The Proj Construction

Let $S = S_0 \oplus S_1 \oplus \cdots$ be a $\mathbb{Z}_{\geq 0}$-graded ring. Call $S_{+} = S_1 \oplus S_2 \oplus \cdots$ the irrevelant ideal.  We call a homogeneous prime ideal $\mathfrak{p}$ of $S$  relevant if it does not contain $S_+$.

We will define $\text{Proj} S$.

As a Set

As a set, let $\text{Proj} S$ be the set of relevant homogeneous prime ideals of $S$. 

As a Topological Space

As a subset of $\text{Spec} S$, $\text{Proj}(S)$ inherits the Zarisky topology. In particular, its closed subsets are

$$\mathbb{V}_+(E) = \mathbb{V}(E) \cap \text{Proj} (S)$$ . It has a basis of distinguished opens $D_+(f) = D(f) \cap \text{Proj} (S).$

As a Scheme

Clearly the $D_+(f)$'s (where $f$ runs over the homogeneous elements of $S$) form an open cover of $\text{Proj} S$. We will identify each $D_+(f)$ with an affine scheme in a compatible way. Thus gluing these schemes give a scheme structure for $\text{Proj} S$.

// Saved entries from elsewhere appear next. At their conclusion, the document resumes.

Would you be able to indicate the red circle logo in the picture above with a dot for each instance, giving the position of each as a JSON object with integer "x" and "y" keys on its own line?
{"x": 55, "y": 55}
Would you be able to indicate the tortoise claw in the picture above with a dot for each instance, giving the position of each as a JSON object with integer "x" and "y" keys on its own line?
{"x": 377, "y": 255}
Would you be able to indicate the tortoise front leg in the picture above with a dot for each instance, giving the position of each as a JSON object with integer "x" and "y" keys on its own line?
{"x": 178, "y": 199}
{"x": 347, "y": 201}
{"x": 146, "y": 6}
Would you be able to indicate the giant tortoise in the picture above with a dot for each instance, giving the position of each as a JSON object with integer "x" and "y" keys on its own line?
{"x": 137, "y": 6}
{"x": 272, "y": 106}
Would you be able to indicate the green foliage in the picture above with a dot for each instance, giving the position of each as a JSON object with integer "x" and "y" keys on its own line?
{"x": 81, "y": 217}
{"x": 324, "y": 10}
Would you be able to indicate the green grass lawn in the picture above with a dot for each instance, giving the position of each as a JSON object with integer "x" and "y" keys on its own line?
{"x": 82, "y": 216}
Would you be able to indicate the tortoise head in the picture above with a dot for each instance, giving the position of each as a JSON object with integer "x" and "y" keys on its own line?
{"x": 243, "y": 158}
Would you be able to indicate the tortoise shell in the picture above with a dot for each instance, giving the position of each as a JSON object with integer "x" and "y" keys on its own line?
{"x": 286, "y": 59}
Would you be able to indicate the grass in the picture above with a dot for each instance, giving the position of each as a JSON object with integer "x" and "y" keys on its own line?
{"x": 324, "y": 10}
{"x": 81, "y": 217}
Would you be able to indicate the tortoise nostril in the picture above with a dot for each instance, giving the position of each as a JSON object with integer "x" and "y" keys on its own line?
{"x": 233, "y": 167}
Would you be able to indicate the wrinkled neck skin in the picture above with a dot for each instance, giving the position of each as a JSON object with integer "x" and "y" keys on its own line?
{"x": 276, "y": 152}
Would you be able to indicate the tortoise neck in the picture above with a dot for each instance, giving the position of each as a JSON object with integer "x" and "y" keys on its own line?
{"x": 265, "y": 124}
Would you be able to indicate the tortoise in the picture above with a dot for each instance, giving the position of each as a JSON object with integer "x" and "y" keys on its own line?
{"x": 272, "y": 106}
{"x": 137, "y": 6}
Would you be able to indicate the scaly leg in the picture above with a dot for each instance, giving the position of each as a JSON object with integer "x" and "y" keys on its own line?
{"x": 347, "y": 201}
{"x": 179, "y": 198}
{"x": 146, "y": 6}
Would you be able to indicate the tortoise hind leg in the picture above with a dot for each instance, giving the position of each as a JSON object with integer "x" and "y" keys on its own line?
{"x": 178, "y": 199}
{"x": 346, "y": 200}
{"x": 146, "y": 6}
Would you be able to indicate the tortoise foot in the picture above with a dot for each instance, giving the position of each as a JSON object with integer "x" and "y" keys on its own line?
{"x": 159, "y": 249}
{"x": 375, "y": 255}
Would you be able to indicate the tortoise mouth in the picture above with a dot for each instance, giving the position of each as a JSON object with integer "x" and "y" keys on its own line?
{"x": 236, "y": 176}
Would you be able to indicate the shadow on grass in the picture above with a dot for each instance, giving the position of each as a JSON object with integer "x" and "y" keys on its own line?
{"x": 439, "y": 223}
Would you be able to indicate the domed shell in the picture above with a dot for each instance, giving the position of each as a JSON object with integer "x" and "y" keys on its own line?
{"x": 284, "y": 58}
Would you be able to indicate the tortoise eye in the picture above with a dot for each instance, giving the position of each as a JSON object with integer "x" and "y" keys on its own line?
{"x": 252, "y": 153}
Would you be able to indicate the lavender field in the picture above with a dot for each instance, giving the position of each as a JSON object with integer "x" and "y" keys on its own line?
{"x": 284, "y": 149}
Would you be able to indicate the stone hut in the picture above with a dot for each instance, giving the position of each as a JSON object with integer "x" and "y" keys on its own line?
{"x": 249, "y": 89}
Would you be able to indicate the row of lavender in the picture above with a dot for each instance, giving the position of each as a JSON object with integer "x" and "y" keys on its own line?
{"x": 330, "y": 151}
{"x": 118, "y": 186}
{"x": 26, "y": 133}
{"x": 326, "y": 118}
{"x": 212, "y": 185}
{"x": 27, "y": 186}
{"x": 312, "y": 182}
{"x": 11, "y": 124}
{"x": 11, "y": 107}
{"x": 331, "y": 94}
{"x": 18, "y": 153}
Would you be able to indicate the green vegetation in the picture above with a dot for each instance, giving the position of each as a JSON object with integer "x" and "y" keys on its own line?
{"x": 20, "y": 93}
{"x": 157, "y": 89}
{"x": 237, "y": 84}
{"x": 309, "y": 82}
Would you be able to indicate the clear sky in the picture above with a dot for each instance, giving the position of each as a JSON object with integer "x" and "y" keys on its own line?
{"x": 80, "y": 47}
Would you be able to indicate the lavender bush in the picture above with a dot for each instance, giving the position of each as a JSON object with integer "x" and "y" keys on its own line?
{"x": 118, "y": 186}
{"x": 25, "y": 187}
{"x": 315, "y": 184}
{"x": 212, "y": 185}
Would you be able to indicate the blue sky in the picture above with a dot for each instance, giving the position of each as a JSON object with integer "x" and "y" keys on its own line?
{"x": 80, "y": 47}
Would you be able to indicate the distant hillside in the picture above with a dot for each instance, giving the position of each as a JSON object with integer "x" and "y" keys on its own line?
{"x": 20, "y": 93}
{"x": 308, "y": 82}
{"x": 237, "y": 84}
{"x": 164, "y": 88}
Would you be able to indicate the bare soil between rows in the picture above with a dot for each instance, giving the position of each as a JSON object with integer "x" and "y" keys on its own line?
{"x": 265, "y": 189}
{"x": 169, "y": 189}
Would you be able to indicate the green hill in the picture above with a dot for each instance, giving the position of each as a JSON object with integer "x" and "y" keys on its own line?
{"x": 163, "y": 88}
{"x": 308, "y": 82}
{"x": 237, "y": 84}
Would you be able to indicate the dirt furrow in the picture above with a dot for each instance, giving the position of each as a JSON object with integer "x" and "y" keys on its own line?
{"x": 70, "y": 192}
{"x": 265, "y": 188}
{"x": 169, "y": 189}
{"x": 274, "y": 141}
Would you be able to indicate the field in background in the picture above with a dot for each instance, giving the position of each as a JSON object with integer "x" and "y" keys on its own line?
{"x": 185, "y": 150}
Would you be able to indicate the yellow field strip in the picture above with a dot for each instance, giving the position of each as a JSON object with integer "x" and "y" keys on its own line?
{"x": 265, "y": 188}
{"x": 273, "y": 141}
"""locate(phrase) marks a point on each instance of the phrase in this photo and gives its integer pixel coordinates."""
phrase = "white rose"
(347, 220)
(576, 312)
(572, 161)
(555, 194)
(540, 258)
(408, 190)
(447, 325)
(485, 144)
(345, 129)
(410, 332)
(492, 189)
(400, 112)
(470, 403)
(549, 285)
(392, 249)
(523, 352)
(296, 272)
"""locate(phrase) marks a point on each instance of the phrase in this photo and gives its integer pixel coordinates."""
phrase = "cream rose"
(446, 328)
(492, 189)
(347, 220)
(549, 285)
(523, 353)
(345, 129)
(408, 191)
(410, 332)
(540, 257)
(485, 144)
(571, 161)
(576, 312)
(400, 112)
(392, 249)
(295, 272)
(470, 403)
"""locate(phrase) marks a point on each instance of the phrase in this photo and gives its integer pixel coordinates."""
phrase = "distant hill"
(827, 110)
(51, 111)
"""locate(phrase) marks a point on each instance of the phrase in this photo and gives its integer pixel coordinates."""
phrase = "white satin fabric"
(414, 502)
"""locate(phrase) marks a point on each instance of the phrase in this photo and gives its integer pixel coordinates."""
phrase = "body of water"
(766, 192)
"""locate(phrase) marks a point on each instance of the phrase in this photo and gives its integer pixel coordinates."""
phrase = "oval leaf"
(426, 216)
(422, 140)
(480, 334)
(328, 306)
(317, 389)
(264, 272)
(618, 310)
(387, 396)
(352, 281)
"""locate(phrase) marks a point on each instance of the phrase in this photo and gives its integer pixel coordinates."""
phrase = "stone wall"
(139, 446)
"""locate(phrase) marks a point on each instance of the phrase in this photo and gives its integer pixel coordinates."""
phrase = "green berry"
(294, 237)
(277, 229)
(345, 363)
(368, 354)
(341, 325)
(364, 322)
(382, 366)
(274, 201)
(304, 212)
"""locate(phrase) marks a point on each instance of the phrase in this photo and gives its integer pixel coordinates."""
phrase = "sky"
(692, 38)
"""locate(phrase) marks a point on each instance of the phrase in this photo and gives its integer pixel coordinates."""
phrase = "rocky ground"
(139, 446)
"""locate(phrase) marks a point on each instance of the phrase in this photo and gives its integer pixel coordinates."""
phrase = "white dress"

Affine structures on Distinguished Opens

Claim: $$D_+(f) \cong \text{Spec} S_{(f)}$$

where $\text{Spec} S_{(f)}$ is the $0$-degree component of the graded ring $S_f$. 

Proof. Define a map $\psi_f: D_+(f) \to \text{Spec} S_{(f)}$ by

$$\mathfrak{p} \mapsto \mathfrak{p} S_f \cap S_{(f)}.$$

(Note that the definition makes sense since if $\mathfrak{p} \not \ni f$ then $\mathfrak{p} S_f$ is a prime ideal of $S_f$ so its contraction to $S_{(f)}$ is a prime ideal of the latter.)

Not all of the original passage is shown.